Conclusion – Few sticks and even fewer carrots

         With few sticks and even fewer carrots in the toolkit, there is very little Beijing can do. Despite conventional stereotypes, Chinese consumption of Iranian oil is dominated by “Teapots”, smaller refineries often on a provincial (or even lower) level. Beijing is hard-pressed to effectively regulate these relationships, often mediated and brokered by third parties (from Oman to Malaysia) who are far from China’s influence. China, dependent on efficient global shipping to maintain its global trade, finds it difficult to alienate Iran and thereby risk negative Iranian influence in the Persian Gulf that may affect China even more adversely.

Additionally, despite the steady and multilevel relationship between Iran and China, cultural differences remain. The Chinese view the Iranians as prone to contradiction (and thus less to stability) in their foreign policy, exhibiting pride and toughness alongside deep insecurities that are the result of dcades of isolation from the global framework. Iranians, on the other hand, view Chinese manufacturing as low-quality and are suspicious of Chinese firms importing their goods to Iran. The result of these misapprehensions is a gap in communication that makes it difficult to achieve the trust necessary for strategic changes.

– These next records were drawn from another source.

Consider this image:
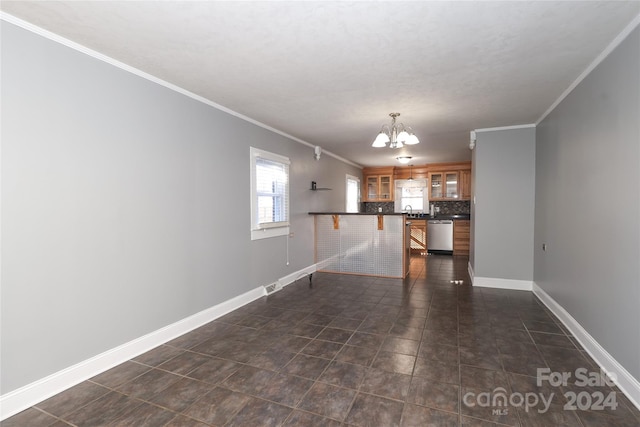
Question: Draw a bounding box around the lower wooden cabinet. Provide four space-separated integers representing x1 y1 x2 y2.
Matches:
453 219 471 255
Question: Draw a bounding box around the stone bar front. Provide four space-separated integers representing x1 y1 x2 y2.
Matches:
310 212 409 278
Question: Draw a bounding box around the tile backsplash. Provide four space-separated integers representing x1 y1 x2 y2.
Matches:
431 200 471 215
360 202 394 213
360 200 471 215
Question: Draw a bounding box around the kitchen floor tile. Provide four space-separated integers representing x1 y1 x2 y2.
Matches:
183 387 251 425
280 354 331 380
400 404 458 427
407 377 460 412
413 357 460 384
89 361 151 388
149 378 212 412
345 393 403 427
225 398 292 427
336 345 378 366
360 368 411 401
35 381 109 417
187 357 241 384
318 361 367 390
255 374 313 407
62 391 142 427
371 351 416 375
283 410 342 427
298 382 356 421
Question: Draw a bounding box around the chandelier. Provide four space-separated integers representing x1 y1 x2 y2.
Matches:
372 113 420 148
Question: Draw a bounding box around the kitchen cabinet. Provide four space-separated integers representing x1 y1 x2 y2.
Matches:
362 167 393 202
453 219 471 256
429 171 460 200
460 170 471 200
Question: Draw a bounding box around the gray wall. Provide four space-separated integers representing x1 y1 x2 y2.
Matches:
470 127 536 281
0 22 361 394
534 28 640 379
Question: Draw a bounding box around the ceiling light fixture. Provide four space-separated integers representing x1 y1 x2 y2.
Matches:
372 113 420 148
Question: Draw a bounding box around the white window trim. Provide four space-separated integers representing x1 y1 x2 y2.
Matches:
250 147 291 240
344 174 361 212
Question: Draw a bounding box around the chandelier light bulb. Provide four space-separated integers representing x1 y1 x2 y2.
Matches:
371 113 420 149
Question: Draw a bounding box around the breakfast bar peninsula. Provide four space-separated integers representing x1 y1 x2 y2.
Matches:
309 212 411 278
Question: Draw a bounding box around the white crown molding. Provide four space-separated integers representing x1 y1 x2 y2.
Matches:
0 11 362 169
473 123 536 133
536 15 640 125
533 282 640 409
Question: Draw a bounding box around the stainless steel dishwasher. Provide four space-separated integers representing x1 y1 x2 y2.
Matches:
427 219 453 253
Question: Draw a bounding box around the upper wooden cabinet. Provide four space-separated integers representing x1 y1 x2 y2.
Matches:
362 167 394 202
362 162 471 202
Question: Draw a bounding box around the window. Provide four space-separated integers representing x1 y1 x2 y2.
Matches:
346 175 360 212
251 147 290 240
395 179 429 212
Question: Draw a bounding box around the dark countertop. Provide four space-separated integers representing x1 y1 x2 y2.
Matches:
309 212 404 215
309 212 471 220
407 214 471 220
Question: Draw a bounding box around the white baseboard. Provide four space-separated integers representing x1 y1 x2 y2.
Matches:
278 264 318 287
471 277 533 291
0 286 266 420
533 282 640 410
467 262 533 291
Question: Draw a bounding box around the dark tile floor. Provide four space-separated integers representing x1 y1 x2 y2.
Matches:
1 255 640 427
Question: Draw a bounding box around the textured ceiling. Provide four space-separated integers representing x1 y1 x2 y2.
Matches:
0 1 640 165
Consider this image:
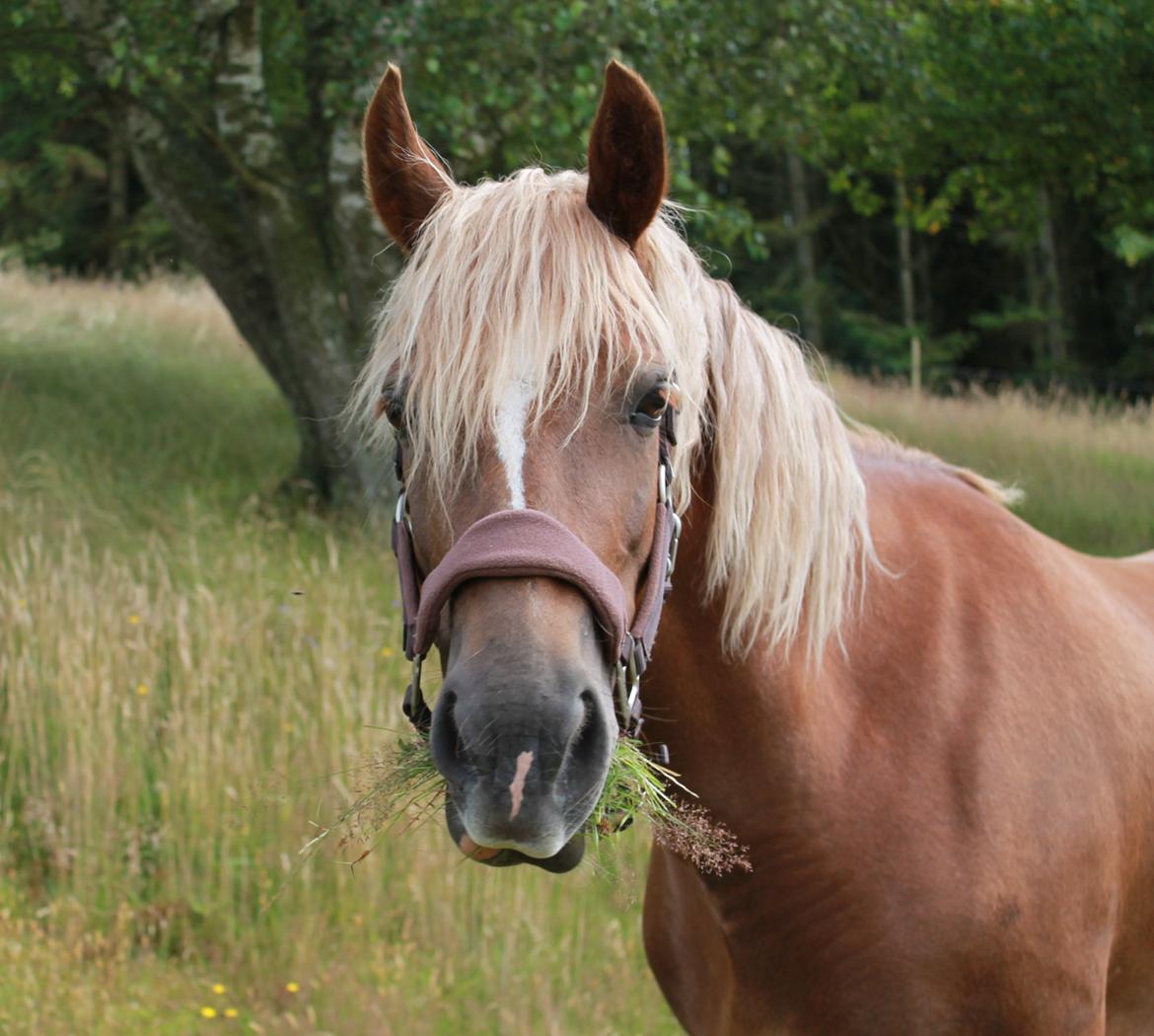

 Even if Beijing ups its pressure on Tehran, it is unlikely for Iran, which has withstood decades of sanctions to buckle and acquiesce under Chinese pressure. The revolutionary era slogan of “neither east nor west” stands true to this day, Iran’s “look to the east” policy does not means replacing American hegemony with Chinese hegemony. Given Beijing has little to offer, should Beijing ever decide to exert too much pressure on Tehran, it could quickly backfire.